API Request & Data Ingestion (Python)
  • insert_record.py fetches live weather data via the Weatherstack API and inserts it into PostgreSQL using psycopg2.

  • Run locally: python3 api_request/insert_record.py

Setting up PostgreSQL
  • Defined in docker-compose.yml under service db.

  • Accessible locally on localhost:8000 (mapped from container port 5432).

  • Persisted to ./postgres/data.

Ingest Data into Postgres
  • The ingestion script connects to PostgreSQL (host db inside Docker network, or localhost:8000 from host).

Setting up Airflow
Creating an Airflow DAG
  • DAGs are stored in airflow/dags/.

  • Example DAG orchestrates:

  1. API ingestion (PythonOperator)

  2. dbt transformations (DockerOperator)

Setting up dbt
  • Runs in dbt_container.

  • Project files in /usr/app (mapped from ./dbt/my_project).

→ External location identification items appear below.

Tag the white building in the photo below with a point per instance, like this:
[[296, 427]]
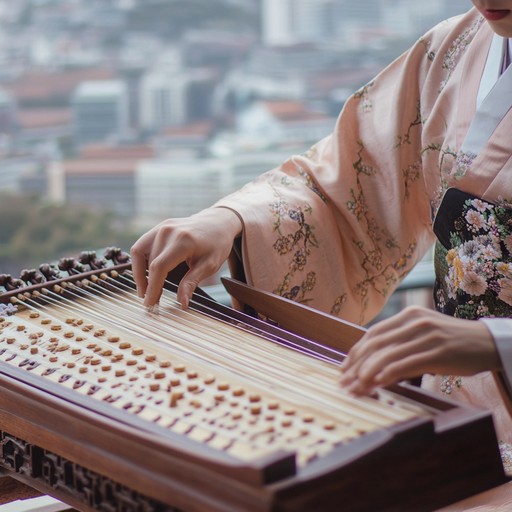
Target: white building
[[177, 186], [277, 22], [165, 92], [283, 124], [100, 111], [181, 185]]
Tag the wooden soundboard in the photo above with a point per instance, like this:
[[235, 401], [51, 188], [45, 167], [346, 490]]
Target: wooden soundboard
[[108, 406]]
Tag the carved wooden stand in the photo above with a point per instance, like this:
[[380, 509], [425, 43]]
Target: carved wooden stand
[[64, 480]]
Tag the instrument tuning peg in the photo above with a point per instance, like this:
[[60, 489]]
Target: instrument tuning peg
[[116, 255], [50, 272], [31, 276], [10, 284]]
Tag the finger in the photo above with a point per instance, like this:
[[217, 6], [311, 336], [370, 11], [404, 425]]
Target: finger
[[139, 266], [369, 345], [197, 272]]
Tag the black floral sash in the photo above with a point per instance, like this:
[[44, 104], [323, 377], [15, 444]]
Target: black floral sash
[[473, 257]]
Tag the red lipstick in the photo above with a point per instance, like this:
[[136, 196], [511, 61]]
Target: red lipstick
[[495, 14]]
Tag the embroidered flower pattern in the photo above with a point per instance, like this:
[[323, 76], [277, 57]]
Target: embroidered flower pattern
[[363, 96], [463, 163], [449, 383], [478, 266], [506, 456], [457, 49], [297, 246]]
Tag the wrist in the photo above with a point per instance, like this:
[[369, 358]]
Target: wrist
[[231, 218]]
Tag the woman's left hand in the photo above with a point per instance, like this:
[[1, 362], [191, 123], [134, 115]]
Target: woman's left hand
[[417, 341]]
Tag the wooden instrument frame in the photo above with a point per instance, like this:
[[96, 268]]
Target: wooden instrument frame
[[419, 465]]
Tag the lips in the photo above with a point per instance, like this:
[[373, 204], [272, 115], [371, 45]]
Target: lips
[[495, 14]]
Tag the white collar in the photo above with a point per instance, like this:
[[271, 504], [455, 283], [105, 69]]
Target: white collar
[[493, 66]]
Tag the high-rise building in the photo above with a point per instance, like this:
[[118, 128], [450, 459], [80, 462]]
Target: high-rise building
[[100, 112], [173, 95], [277, 22]]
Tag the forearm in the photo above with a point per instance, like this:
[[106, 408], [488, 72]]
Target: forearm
[[501, 331]]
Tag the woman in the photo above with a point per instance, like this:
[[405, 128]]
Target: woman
[[422, 154]]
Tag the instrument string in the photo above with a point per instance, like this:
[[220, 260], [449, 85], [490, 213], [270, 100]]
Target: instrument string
[[120, 309]]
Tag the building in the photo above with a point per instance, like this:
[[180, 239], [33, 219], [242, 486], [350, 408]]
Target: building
[[283, 124], [177, 186], [172, 95], [100, 112], [103, 178]]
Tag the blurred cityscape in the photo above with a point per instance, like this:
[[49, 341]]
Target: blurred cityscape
[[148, 109]]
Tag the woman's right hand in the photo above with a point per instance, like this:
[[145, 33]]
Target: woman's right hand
[[204, 241]]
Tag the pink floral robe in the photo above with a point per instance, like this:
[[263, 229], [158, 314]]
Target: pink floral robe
[[338, 228]]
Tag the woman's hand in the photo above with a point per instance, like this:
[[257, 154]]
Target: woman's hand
[[203, 241], [414, 342]]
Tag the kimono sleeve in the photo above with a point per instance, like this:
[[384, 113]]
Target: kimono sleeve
[[337, 228]]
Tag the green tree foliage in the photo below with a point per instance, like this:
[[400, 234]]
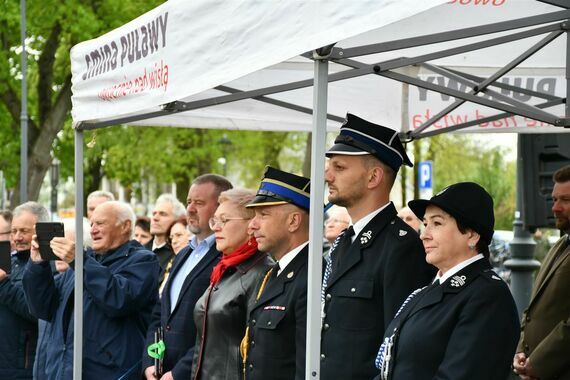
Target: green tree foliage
[[53, 27], [459, 158]]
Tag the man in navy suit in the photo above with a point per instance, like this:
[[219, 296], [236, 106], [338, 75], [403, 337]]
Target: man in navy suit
[[189, 278]]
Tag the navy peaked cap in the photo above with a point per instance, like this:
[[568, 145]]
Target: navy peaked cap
[[278, 187], [358, 137]]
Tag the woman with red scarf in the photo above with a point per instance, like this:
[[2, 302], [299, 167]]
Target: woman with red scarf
[[221, 313]]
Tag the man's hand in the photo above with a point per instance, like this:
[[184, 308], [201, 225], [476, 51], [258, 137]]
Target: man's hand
[[149, 373], [63, 248], [35, 250], [522, 367]]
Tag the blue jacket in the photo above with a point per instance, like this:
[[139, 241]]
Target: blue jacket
[[178, 325], [19, 327], [119, 291]]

  • Profiles mounted from ./dbt/.dbt.

Creating dbt Models for Analytics
  • Models in dbt/my_project/models/ generate analytics tables (e.g., stg_weather_data, daily_average, weather_report).

Creating DAG Dependencies
  • Airflow DAG ensures tasks run in order: Ingest ➡ Transform ➡ Export

Exporting Data to CSV
  • Use Python (pandas or csv) or SQL COPY command to export data from PostgreSQL to a CSV in a mounted volume for use in BI tools.

Visualization & Reporting

Importing Data in Tableau

  • Option 1: Connect directly to PostgreSQL:

  • Host: localhost

  • Port: 8000

  • Database: db

  • User: user

  • Password: password

  • Schema: dev

  • Option 2: Import from CSV export.

Visualizing the Data
  • Create dashboards for daily averages, trends, and weather analytics grouped by date/city.